Influenza Vaccine Implementation
20. Efforts should be made to promote influenza vaccination of all children, especially children younger than 5 years and those in high-risk groups (Table 2) and their contacts, unless contraindicated (Table 5). To promote influenza vaccination in communities affected by health disparities, it is important to include community members in the development of culturally relevant strategies. Evidence-based strategies for increasing influenza vaccine uptake are presented in Table 3. Strategies for communicating with families about vaccines and promoting vaccine confidence are available at https://www.aap.org/vaccinecommunication.
21. Increasing access and reducing barriers to vaccination in schools, pharmacies, hospitals, and other nontraditional settings could improve vaccination rates, although vaccination in the medical home is optimal for young children to facilitate other necessary services, including well care, preventive screening, anticipatory guidance, and other important childhood vaccinations.

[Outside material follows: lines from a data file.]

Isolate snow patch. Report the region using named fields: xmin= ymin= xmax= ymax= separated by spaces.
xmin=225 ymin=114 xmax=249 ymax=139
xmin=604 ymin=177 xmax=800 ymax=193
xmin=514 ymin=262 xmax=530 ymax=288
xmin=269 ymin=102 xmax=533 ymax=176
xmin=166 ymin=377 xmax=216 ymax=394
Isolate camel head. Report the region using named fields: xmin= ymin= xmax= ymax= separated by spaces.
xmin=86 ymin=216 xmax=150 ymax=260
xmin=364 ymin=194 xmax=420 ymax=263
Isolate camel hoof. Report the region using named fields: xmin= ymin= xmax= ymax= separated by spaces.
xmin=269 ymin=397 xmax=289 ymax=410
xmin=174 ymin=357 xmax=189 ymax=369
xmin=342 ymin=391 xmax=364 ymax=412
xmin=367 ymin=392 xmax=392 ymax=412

22. When influenza vaccination takes place in a nontraditional setting, appropriate documentation should be provided to patients and to the medical home. Settings that offer influenza vaccination should submit details about the vaccination to the state or regional immunization information systems, including all content needed to support communication of this information to the patient’s medical home.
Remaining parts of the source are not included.